Deprived of sex, he could sometimes think of little else.

So much a thing of the mind is the insistent passion of the body. Women sometimes give themselves to men for the man's pleasure. I'd hate a woman to be like that with me. I'd want her to feel to the last sigh the same surge and stir that carried me away. She should miss nothing that I could give her.

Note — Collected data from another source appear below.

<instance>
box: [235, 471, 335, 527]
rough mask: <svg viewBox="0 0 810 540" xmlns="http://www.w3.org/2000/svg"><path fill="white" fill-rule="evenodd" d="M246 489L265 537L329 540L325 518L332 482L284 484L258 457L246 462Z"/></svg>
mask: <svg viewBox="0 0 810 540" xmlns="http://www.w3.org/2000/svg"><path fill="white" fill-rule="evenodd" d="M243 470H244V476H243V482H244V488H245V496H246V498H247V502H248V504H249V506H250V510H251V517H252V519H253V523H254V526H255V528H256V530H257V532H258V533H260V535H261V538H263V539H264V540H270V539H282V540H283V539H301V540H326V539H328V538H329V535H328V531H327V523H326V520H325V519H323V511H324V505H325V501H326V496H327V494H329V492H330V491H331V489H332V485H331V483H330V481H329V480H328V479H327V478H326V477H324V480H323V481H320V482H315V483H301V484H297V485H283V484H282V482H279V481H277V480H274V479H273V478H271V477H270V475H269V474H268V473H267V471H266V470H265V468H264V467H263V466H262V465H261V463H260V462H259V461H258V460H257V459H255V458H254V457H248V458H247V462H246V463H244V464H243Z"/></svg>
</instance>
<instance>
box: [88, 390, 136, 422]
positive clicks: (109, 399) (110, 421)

She answered him from the depths of her heart:

Dearest, dearest, I give this year of mine to you, and all the years that shall come after it . . . Dearest, when you tell me you love me and want me still, my heart sings—and then weeps with longing to be with you. I have filled all the hollow places of the world with my desire for you; it floods out to creep up the high mountains where you live.

But in December came unwelcome news. Judith had arrived in northern France, and was not far away, working in a hospital. All too
soon a letter arrived, suggesting they meet for lunch. Panicking, unable to consult Dick, Gertrude decided that it would look odd if she did not respond. She would go through with it.

If Judith already had her suspicions that Dick and Gertrude were in close contact, they were likely to have been confirmed by the encounter. Gertrude was no dissembler. Asked the question, she would have told the truth. It seems, from Gertrude's subsequent letter to Dick, that Judith, trembling with anger and misery, had told her that Dick would always stick to his marriage, and that Gertrude must accept that in the end he would abandon her. She wrote to him: “I hated it. Don't make me have that to bear . . . You won't leave me? . . . It's torture, eternal torture.”

From the very beginning, each encounter, each letter, had snatched her up to the heights before dropping her once more into the depths. Almost predictably, she now lurched from one extreme of feeling to the opposite. The lunch with Judith had thrown her into turmoil. Now, she suddenly found herself elevated to a state of sublime happiness—Dick had written that he was coming home. He would reach Marseilles in February, call in on Judith on his way through France, then journey on to London. Gertrude could join him there. She should wait for his message, and be ready to go. But he would not stay long. He had volunteered for the front line, “with joy,” and was on his way to Gallipoli.